Первое грехопадение (Лукошин) - страница 92

— Соси, говорят ему, — обводила она присутствующих учителей, в том числе и меня, мутными бегающими глазками. — А он взял, и сосать начал.

— О, господи! — поморщилась учительница литературы Елена Степановна. — Дикость какая! Это не Романов был?

— Романов, он самый! — подтвердила Рамзия Кадыровна.

— Этого следовало ожидать. Его постоянно обижали.

— Всё, вафлёром стал! — объявил учитель физкультуры Павел Григорьевич.

Почему-то он тоже улыбался.

— Ой, Павел Григорьевич, — попросили его женщины, — избавьте нас пожалуйста от определений. Как он теперь называется, нам не интересно.

— Это наверное Яхин с Путилиным сделали? — спросил Павел Григорьевич. — Они же у вас главные хулиганы.

— Да, да, они, — подтвердила Рамзия Кадыровна. — Я уж сколько раз просила, чтобы их в другой класс перевели — не переводят. Постоянно они гадости какие-то совершают.

— Самоутверждаются! — хитро щурился Павел Григорьевич.

— Странный способ они избрали для самоутверждения, — Елена Степановна что-то записывала в журнале.

Оторвавшись, она вскинула глаза на меня, словно знала, что я на неё смотрю. Пару секунд мы напряжённо глядели друг на друга. Взгляд её был тревожный и удивлённый, словно что-то насторожило её во мне.

— Да уж, действительно странный, — повторила за ней какая-то женщина, имени которой я до сих пор не выучил. — Елена Степановна! — обратилась она к учительнице литературы. — Вы поведёте своих на выставку?

Та пожала плечами.

В учительской было буднично.

— И что вы сделали? — спросил я Рамзию Кадыровну.

Голос мой был хриплый, надтреснутый, все тотчас же посмотрели на меня, словно я сделал что-то неприличное.

— Что сделала? — переспросила она.

— Да. В милицию заявили?

Рамзия Кадыровна выглядела озабоченно.

— С директором поговорила… — тихим голосом прошамкала она. — Но он сказал, что милицию не надо. Сами разберёмся.


На днях я разговаривал с сестрой о Наследнике Очертаний. Мы шли по улице, накрапывал дождь.

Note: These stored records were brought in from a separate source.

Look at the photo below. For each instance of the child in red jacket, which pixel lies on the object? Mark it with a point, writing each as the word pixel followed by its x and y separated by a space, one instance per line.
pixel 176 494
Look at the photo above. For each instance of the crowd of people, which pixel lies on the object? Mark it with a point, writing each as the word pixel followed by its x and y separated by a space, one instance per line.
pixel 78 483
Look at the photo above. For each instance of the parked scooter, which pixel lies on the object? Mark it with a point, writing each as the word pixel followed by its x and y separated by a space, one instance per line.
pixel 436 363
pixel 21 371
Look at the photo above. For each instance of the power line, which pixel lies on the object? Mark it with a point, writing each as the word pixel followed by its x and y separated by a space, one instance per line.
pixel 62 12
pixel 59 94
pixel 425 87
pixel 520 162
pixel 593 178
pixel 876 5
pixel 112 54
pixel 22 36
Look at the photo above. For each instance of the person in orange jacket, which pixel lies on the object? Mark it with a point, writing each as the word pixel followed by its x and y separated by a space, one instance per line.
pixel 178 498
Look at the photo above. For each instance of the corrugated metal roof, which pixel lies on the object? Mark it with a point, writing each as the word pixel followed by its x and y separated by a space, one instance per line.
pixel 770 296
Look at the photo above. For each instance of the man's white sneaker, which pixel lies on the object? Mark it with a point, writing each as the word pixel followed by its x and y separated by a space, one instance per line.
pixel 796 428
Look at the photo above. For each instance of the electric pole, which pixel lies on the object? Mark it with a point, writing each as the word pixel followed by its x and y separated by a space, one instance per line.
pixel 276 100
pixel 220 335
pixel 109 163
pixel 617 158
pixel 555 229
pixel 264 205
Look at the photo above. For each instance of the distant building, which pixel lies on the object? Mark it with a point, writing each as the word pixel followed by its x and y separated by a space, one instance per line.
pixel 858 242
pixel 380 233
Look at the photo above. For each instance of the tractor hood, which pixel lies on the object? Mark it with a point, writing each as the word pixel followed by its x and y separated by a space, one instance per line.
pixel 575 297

— Но почему Наследник? — не понимал я. — Почему Очертаний?

— Блин, ну ты даёшь!.. — поворачивала она голову в мою сторону. — Ты прочерчиваешь линию жизни, она уходит вдаль, теряется в заносах, блёклая, едва видимая. Лишь очертания от неё можешь ты рассмотреть, лишь их.

— Это слишком неконкретно. Вряд ли я черчу что-то.

— Хорошо, не чертишь. Ты плывёшь по эфиру и, словно в дымке, очертания твоей сущности дрожат и отслаиваются. Каждому мгновению требуется своё очертание. Чтобы оно могло тебя запомнить. Чтобы могло вернуть тебя к себе.

Я всегда умел чувствовать образы. Этот тоже. Тем более сестра производила верные.